“Do you really think George bothered to ask for f***ing permission?”
This was Kevin Spacey’s response to a question from the audience during the Q&A following the St. Louis premiere of George Hickenlooper’s movie “Casino Jack” at the St. Louis Film Festival. This specific question was related to getting legal clearance for the music used in the film, but it reflected a general theme of the evening as friends and family honored George – a high school classmate of mine – following his sudden death only two weeks before this hometown premiere.
In addition to numerous stories of guerilla filmmaking on the set of Casino Jack (like the scene filmed at the Capitol), friends old and new described George’s lack of concern for obtaining permission to do things. My favorite was a story told by Mike Beugg about the making of George’s first, sadly long lost, feature length movie.

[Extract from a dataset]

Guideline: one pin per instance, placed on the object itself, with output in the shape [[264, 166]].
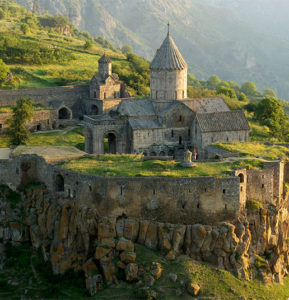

As the roller coaster (Screaming Eagle) pulled into the station, and passengers were screaming because of the knife and the blood, George was calmly reassuring everyone that “it’s OK, we’re making a movie.”
When asked, “Why didn’t you tell anyone?”, he responded, “I wanted to get real reactions.”
Not only had George not asked permission to do this, he wasn’t even asking forgiveness.
A few days later I came across Chris Guillebeau’s book The Art of Non-Conformity. With the above thoughts about George still fresh in my mind, I picked up the book and read it (devoured it?) in a couple of hours. What Chris had to say made sense to me on an intellectual level, but it was my recent evening with the legacy of George Hickenlooper that really brought it home, really made an impact.
As Chris tells us, and George showed us, it may be better to ask forgiveness than permission, but most of the time you don’t need either.
Something to think about as we head into the new year.